Members raised concerns in respect of large developments where often sites are cleared ahead of planning consent and the destruction caused to  trees and established hedgerows by extensive cutting, destroying habitats for nesting birds and insects, adding that these are often not protected by TPO’s or in a conservation area and whether the Council could review its enforcement policy to prevent this or protect hedgerows as well as trees. The Landscape Officer explained that there is a national legal framework in respect of enforcement, the draft policy for tree protection and tree management would set out the Council’s role, function and priorities.


Members asked, how would the policy be publicised and how does Rushcliffe compare with other authorities in respect of an online mapping system.  The Landscape Officer explained that the Council currently has no framework in place, a policy would provide basic advise on TPO’s, could include diversity of species and could look at expanding the  nature and character of the Borough’s trees.
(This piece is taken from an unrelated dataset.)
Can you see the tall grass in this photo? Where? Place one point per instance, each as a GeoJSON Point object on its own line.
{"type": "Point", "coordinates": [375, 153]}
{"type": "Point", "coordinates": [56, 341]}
In respect of the online system the Landscape Officer advised that he is aware that Nottingham City, Gedling and Charnwood provided an online service and others may do too.


In considering the recommendations the Group proposed some additional comments, including the appraisal of planning applications, investigating the strengthening of protection and enforcement and lobbying Government for improved legislation including climate change, biodiversity and the inclusion of hedgerows.


It was RESOLVED that the Growth and Development Scrutiny Group:


a)     Supports the drafting of a tree protection policy and tree management policy setting out the Council’s role, function and priorities, including appraisal of planning applications and the investigation to strengthening protection and enforcement.


b)     Supports the investigation into the feasibility of an online mapping system which could be used to show protected trees in the Borough.


c)     A letter from Councillor Abby Brennan, Cabinet Portfolio Holder for Communities and Climate Change be sent to the Secretary of State for levelling up, Housing and Communities for improved legislation to take into account climate change, biodiversity and to include the protection of hedgerows.